La escena lo golpeó de un modo extraño.

No con ternura.

Con rechazo.

Todo aquello, que unas horas antes le parecía un trono nuevo, ahora le sabía a trampa, deuda y amenaza.

—Me voy —dijo sin entrar del todo.

Ximena lo miró con ojos enormes, rotos, como si todavía no pudiera creer que el hombre que le prometió una dinastía fuera a soltarla justo cuando se caía el techo.

—No puedes dejarme así —susurró—. Acabo de tener un bebé.

—No es mi bebé.

La frase cayó como una losa.

Ni siquiera la enfermera levantó la vista.

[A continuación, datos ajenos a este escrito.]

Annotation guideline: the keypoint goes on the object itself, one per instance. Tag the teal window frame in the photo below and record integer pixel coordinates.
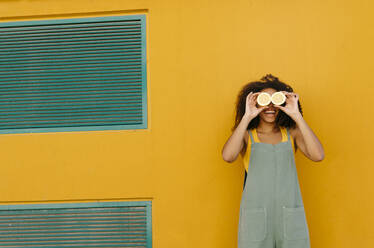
(144, 123)
(7, 210)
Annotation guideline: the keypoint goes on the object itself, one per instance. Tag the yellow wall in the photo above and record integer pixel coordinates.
(200, 53)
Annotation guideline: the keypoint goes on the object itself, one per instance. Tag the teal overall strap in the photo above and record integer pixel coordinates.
(288, 135)
(250, 135)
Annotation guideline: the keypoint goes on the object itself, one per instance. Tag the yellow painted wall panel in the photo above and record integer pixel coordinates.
(200, 53)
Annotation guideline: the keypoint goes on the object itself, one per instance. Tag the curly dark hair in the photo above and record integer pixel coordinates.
(268, 81)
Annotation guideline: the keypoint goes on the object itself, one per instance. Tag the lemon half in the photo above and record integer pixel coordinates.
(278, 98)
(263, 99)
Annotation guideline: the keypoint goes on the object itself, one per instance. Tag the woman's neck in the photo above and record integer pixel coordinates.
(266, 127)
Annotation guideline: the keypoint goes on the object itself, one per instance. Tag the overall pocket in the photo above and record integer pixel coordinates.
(253, 224)
(294, 223)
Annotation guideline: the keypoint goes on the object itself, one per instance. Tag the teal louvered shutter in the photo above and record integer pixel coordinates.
(73, 74)
(99, 224)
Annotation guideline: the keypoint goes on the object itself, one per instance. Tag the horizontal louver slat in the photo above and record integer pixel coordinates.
(85, 72)
(105, 224)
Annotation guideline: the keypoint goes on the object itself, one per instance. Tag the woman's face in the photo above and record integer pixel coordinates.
(270, 113)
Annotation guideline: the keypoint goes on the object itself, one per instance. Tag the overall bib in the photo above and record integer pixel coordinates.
(271, 209)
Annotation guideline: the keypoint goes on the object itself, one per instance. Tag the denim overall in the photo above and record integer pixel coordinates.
(271, 209)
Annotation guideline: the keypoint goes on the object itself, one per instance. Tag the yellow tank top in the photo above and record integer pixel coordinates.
(255, 137)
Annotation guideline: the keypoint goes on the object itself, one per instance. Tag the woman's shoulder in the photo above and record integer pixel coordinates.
(294, 131)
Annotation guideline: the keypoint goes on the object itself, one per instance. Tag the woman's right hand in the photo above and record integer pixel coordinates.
(251, 109)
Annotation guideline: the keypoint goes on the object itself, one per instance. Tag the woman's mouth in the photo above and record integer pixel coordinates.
(269, 112)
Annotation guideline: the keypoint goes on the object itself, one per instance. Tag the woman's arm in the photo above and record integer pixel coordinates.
(307, 141)
(305, 138)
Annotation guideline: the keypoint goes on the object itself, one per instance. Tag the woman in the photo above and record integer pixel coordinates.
(272, 212)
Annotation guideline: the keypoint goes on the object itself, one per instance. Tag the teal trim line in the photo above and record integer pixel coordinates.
(77, 74)
(88, 224)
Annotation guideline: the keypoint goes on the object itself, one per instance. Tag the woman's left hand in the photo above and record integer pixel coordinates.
(291, 108)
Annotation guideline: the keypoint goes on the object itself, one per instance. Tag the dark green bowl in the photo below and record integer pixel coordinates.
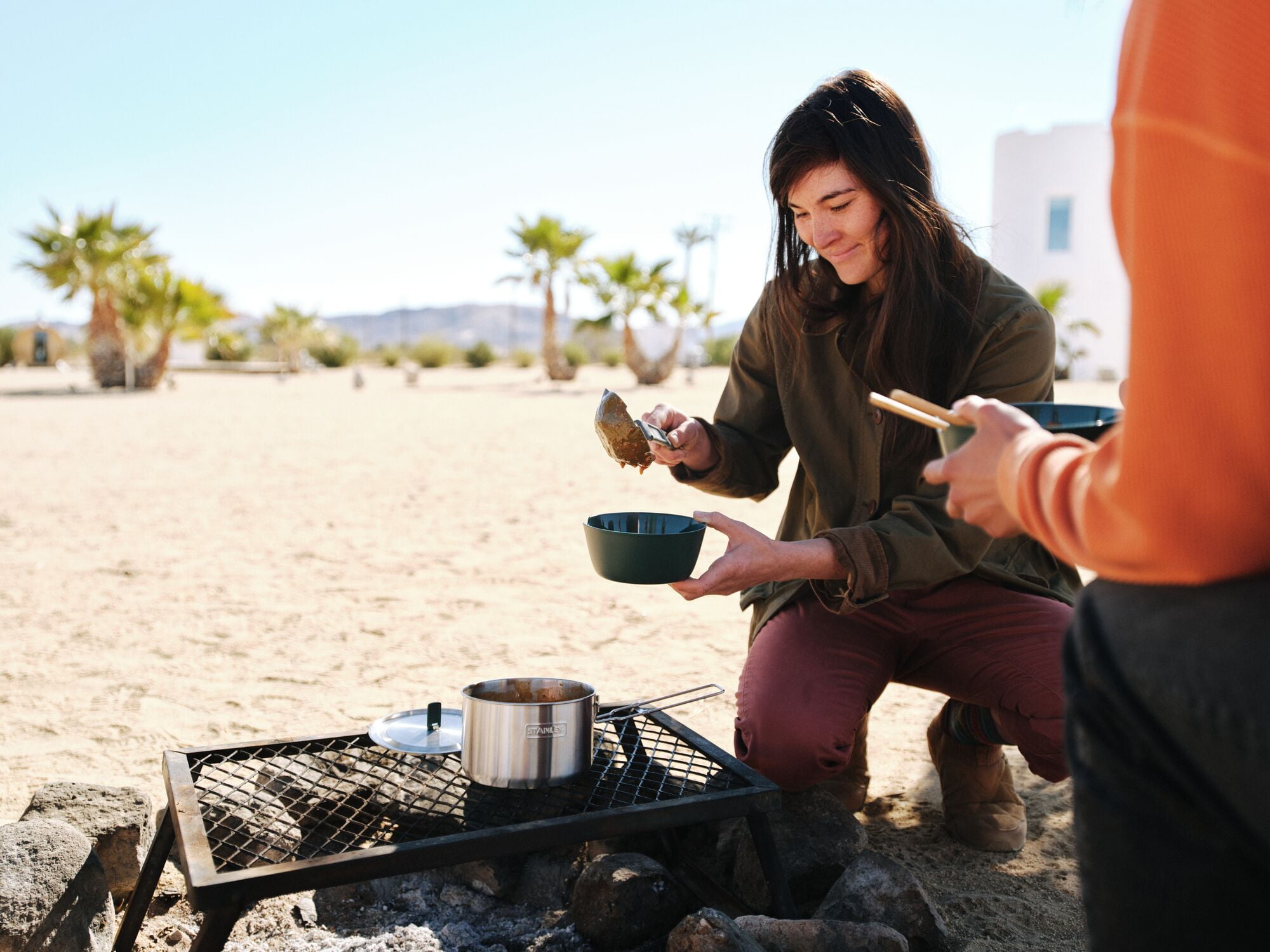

Seguramente ya había visto demasiados hombres convertirse en escombros frente a una cuna.

Ximena empezó a temblar.

—Me dijiste que pase lo que pase ibas a estar conmigo.

Mauricio sonrió con una crueldad gastada, una sonrisa ya no de poder sino de hombre arrinconado que necesita herir para no sentir su propio derrumbe.

—Tú también me dijiste muchas cosas.

Y se fue.

Bajó por el elevador privado con el cuello de la camisa abierto, las manos húmedas y una carpeta que cada vez pesaba más, como si dentro no llevara papeles, sino pedazos de sí mismo.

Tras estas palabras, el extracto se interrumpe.